Colocalization of activated caspase-3 with TH-positive neurons after neurotoxin treatment
A double-immunofluorescent localization of activated caspase-3 and TH was performed in DA neurons after 6-OHDA or MPP+ treatment. In untreated control cultures there was virtually no coexpression of activated caspase-3 in TH-positive neurons (Fig. 6A). In DA neurons treated with 20 μm 6-OHDA for 12 or 24 hr, however, colocalization of activated caspase-3 was apparent in 3.8 or 11.9% of TH-positive neurons, respectively (Fig. 6A,B). This number is in agreement with the findings of others, suggesting that only a small subset of DA neurons is undergoing caspase activation at any given time period (Hartmann et al., 2000, 2001; Sherer et al., 2002). However, the possibility that there may be caspase-dependent and caspase-independent mechanisms in play during 6-OHDA-induced cell death cannot be ruled out. Although virtually no expression of activated caspase-3 in non-TH-expressing populations was detected before drug treatment, ∼3.1–7.8% of non-TH-expressing populations were positive for activated caspase-3 after 6-OHDA treatment for 12 and 24 hr, respectively (n = 2). Cotreatment with 50 μm zVAD-fmk or 0.5 mm N-acetylcysteine in large part abolished 6-OHDA-induced activation of caspase-3 in TH-positive neurons (2.1% for zVAD-fmk; 2.0% for N-acetylcysteine; Fig. 6B).

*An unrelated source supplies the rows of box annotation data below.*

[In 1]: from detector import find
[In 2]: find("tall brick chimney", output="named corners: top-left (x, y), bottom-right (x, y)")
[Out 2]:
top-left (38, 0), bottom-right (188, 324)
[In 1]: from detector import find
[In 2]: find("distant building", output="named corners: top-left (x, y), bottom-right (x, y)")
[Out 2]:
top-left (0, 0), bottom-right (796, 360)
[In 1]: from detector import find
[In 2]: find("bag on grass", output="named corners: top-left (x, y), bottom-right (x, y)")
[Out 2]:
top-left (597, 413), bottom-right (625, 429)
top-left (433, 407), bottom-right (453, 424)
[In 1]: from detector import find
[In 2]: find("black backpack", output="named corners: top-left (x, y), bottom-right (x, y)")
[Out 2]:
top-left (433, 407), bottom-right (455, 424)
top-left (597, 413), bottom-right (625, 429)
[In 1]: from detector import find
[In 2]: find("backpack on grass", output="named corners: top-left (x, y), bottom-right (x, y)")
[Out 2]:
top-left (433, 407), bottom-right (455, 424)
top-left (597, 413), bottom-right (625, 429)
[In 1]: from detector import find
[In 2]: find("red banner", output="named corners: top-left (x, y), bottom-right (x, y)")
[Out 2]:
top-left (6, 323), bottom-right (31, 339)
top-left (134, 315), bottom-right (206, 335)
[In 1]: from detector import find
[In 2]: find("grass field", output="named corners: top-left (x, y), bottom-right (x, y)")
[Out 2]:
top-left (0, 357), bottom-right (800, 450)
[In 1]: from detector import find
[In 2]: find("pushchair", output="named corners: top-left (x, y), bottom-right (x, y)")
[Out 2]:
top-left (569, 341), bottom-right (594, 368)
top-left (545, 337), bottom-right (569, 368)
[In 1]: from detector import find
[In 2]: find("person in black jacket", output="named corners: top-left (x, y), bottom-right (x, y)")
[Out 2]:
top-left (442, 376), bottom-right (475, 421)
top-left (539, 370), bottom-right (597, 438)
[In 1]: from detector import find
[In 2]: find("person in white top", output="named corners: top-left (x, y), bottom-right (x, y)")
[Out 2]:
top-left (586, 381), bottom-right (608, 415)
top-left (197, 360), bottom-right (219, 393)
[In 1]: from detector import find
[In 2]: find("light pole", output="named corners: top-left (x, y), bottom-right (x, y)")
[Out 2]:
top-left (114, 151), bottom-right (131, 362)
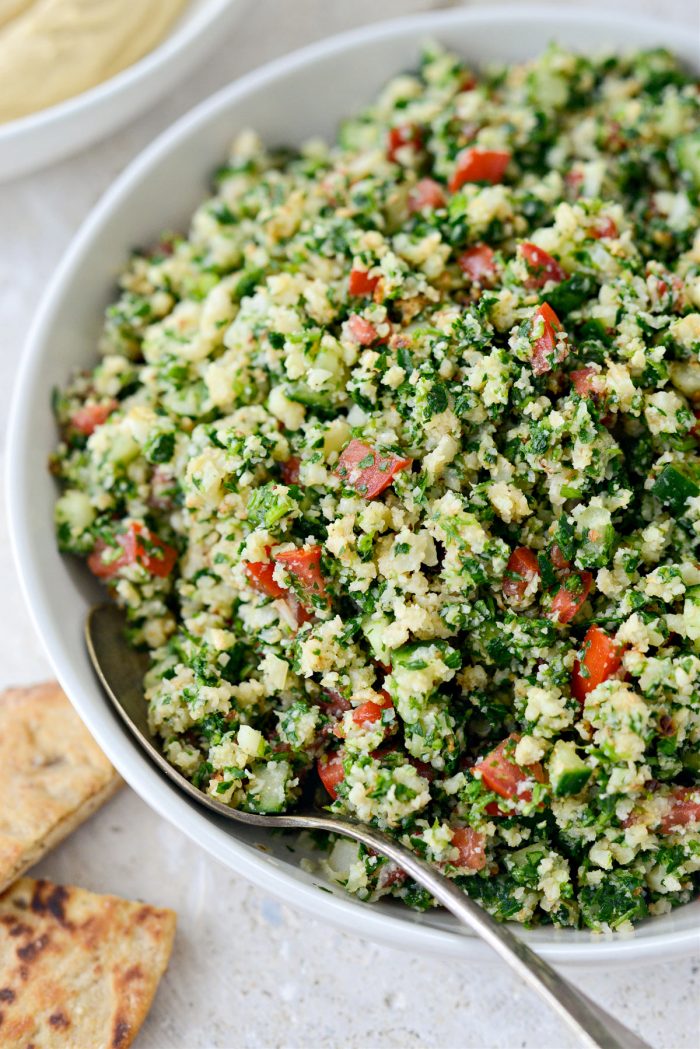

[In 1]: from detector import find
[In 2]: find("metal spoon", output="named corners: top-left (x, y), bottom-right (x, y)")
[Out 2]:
top-left (85, 604), bottom-right (651, 1049)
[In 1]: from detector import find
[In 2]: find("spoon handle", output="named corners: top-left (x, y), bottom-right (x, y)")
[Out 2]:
top-left (289, 814), bottom-right (651, 1049)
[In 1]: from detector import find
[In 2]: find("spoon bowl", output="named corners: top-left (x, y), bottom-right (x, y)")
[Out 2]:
top-left (85, 604), bottom-right (650, 1049)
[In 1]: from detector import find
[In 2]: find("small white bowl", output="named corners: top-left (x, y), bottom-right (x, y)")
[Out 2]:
top-left (0, 0), bottom-right (243, 181)
top-left (7, 6), bottom-right (700, 965)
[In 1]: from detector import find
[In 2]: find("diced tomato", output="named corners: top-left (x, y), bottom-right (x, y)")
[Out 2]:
top-left (386, 124), bottom-right (423, 162)
top-left (549, 572), bottom-right (593, 623)
top-left (503, 547), bottom-right (539, 601)
top-left (246, 561), bottom-right (289, 598)
top-left (321, 688), bottom-right (352, 718)
top-left (660, 787), bottom-right (700, 834)
top-left (336, 437), bottom-right (412, 499)
top-left (70, 401), bottom-right (118, 437)
top-left (353, 691), bottom-right (394, 725)
top-left (472, 732), bottom-right (546, 801)
top-left (449, 146), bottom-right (510, 193)
top-left (591, 215), bottom-right (617, 240)
top-left (532, 302), bottom-right (568, 376)
top-left (279, 455), bottom-right (301, 485)
top-left (408, 178), bottom-right (445, 214)
top-left (347, 314), bottom-right (378, 346)
top-left (571, 623), bottom-right (622, 703)
top-left (378, 862), bottom-right (408, 889)
top-left (316, 750), bottom-right (345, 801)
top-left (87, 521), bottom-right (177, 579)
top-left (347, 270), bottom-right (381, 298)
top-left (564, 171), bottom-right (584, 196)
top-left (549, 543), bottom-right (571, 572)
top-left (518, 240), bottom-right (567, 287)
top-left (571, 364), bottom-right (598, 397)
top-left (452, 827), bottom-right (486, 871)
top-left (275, 547), bottom-right (326, 597)
top-left (457, 244), bottom-right (497, 286)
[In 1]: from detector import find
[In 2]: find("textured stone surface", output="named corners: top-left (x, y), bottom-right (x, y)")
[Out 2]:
top-left (0, 0), bottom-right (700, 1049)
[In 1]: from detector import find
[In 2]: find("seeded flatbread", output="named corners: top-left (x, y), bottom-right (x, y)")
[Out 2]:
top-left (0, 878), bottom-right (176, 1049)
top-left (0, 682), bottom-right (122, 893)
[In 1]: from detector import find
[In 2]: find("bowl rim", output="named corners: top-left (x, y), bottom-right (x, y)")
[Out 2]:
top-left (5, 4), bottom-right (698, 965)
top-left (0, 0), bottom-right (238, 143)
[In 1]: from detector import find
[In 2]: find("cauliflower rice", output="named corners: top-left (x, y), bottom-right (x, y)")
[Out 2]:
top-left (52, 45), bottom-right (700, 929)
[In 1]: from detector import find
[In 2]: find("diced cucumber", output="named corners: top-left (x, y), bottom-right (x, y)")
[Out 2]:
top-left (248, 484), bottom-right (297, 528)
top-left (54, 488), bottom-right (96, 554)
top-left (284, 382), bottom-right (332, 409)
top-left (394, 640), bottom-right (462, 670)
top-left (248, 762), bottom-right (292, 812)
top-left (236, 725), bottom-right (266, 757)
top-left (548, 740), bottom-right (591, 797)
top-left (652, 465), bottom-right (700, 517)
top-left (672, 131), bottom-right (700, 190)
top-left (683, 586), bottom-right (700, 649)
top-left (576, 507), bottom-right (615, 569)
top-left (362, 616), bottom-right (393, 664)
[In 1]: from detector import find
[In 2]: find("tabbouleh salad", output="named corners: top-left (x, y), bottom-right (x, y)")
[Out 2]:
top-left (52, 45), bottom-right (700, 929)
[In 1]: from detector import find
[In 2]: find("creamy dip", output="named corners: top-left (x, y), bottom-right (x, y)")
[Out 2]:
top-left (0, 0), bottom-right (187, 122)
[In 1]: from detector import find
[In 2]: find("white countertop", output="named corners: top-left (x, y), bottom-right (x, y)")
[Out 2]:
top-left (0, 0), bottom-right (700, 1049)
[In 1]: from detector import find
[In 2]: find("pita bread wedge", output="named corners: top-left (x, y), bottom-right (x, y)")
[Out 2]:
top-left (0, 878), bottom-right (175, 1049)
top-left (0, 682), bottom-right (122, 897)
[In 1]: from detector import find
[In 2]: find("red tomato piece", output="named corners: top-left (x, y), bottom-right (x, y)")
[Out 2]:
top-left (457, 244), bottom-right (497, 287)
top-left (532, 302), bottom-right (568, 376)
top-left (386, 124), bottom-right (423, 163)
top-left (564, 171), bottom-right (584, 196)
top-left (347, 314), bottom-right (379, 346)
top-left (316, 750), bottom-right (345, 801)
top-left (571, 364), bottom-right (598, 397)
top-left (246, 561), bottom-right (289, 598)
top-left (347, 270), bottom-right (380, 298)
top-left (408, 178), bottom-right (445, 214)
top-left (449, 146), bottom-right (510, 193)
top-left (87, 521), bottom-right (177, 579)
top-left (591, 215), bottom-right (617, 240)
top-left (660, 787), bottom-right (700, 834)
top-left (70, 401), bottom-right (118, 437)
top-left (336, 437), bottom-right (412, 499)
top-left (473, 732), bottom-right (546, 801)
top-left (279, 455), bottom-right (301, 485)
top-left (503, 547), bottom-right (539, 601)
top-left (549, 543), bottom-right (571, 572)
top-left (549, 572), bottom-right (593, 623)
top-left (321, 688), bottom-right (352, 718)
top-left (571, 623), bottom-right (622, 703)
top-left (353, 691), bottom-right (394, 725)
top-left (275, 547), bottom-right (326, 597)
top-left (518, 240), bottom-right (567, 287)
top-left (452, 827), bottom-right (486, 871)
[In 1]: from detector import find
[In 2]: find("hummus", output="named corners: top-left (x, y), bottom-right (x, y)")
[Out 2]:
top-left (51, 44), bottom-right (700, 931)
top-left (0, 0), bottom-right (186, 122)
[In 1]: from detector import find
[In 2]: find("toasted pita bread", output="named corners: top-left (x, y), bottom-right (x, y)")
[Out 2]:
top-left (0, 878), bottom-right (175, 1049)
top-left (0, 682), bottom-right (122, 897)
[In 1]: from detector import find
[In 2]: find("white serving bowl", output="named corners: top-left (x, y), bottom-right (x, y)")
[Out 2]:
top-left (0, 0), bottom-right (243, 181)
top-left (7, 7), bottom-right (700, 965)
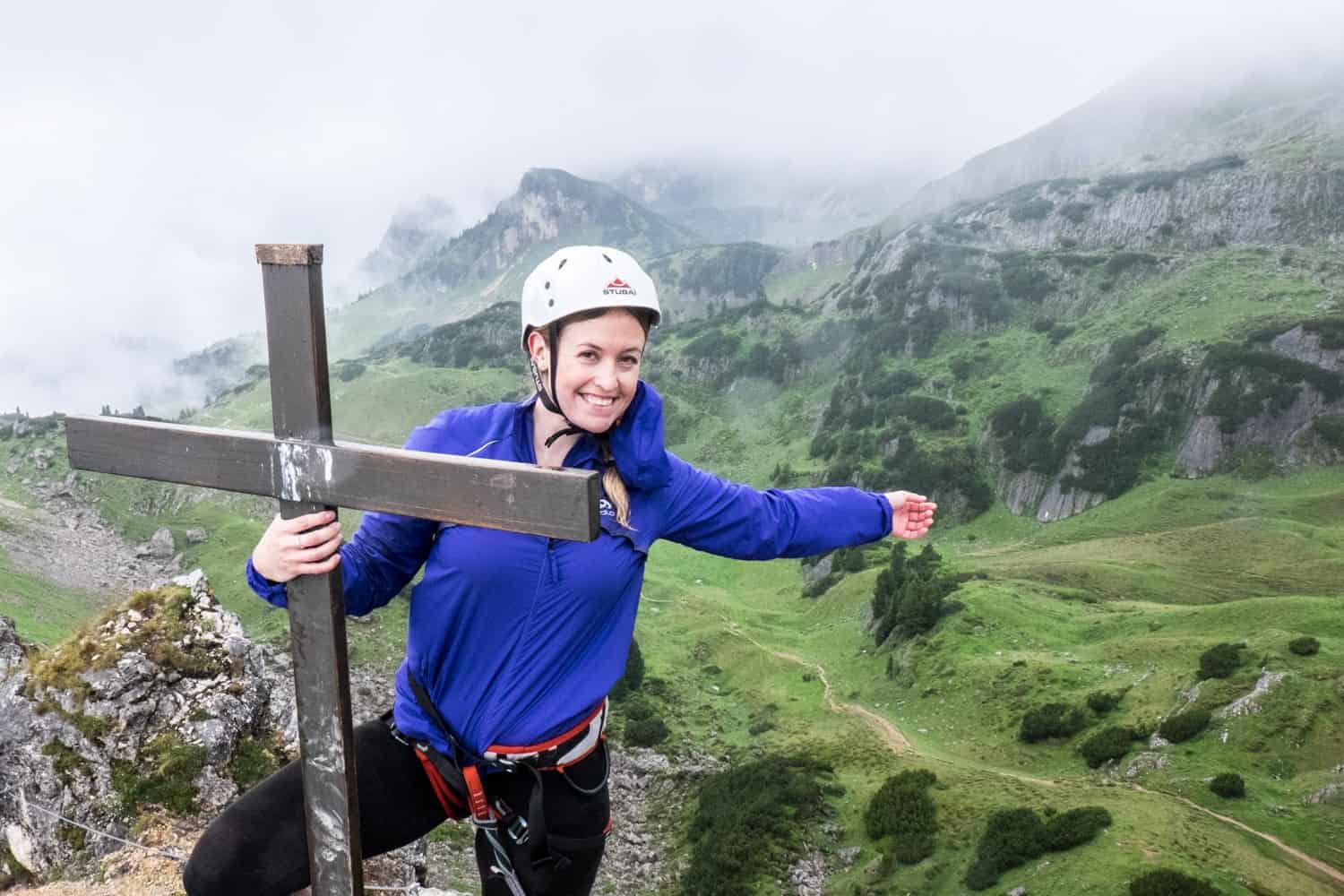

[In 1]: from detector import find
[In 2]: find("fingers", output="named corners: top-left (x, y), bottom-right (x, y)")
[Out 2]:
top-left (276, 511), bottom-right (336, 535)
top-left (288, 524), bottom-right (341, 563)
top-left (253, 511), bottom-right (341, 582)
top-left (295, 551), bottom-right (340, 576)
top-left (285, 520), bottom-right (340, 556)
top-left (892, 495), bottom-right (938, 538)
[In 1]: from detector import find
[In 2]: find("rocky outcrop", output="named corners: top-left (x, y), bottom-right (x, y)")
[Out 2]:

However, virtually no TH-positive or TH-negative cells displayed immunoreactivity for activated caspase-3 in mesencephalic cultures treated with 3 μm MPP + for various time periods (< 0.8%; Fig. 6C,D). In addition, we were unable to detect any activated caspase-3-positive DA neurons that had been treated with 3 μm MPP + for up to 48 hr. Similarly, virtually no activated caspase-3-positive cells were observed even after treatment with a wide concentration range of MPP + (0.5–20 μm).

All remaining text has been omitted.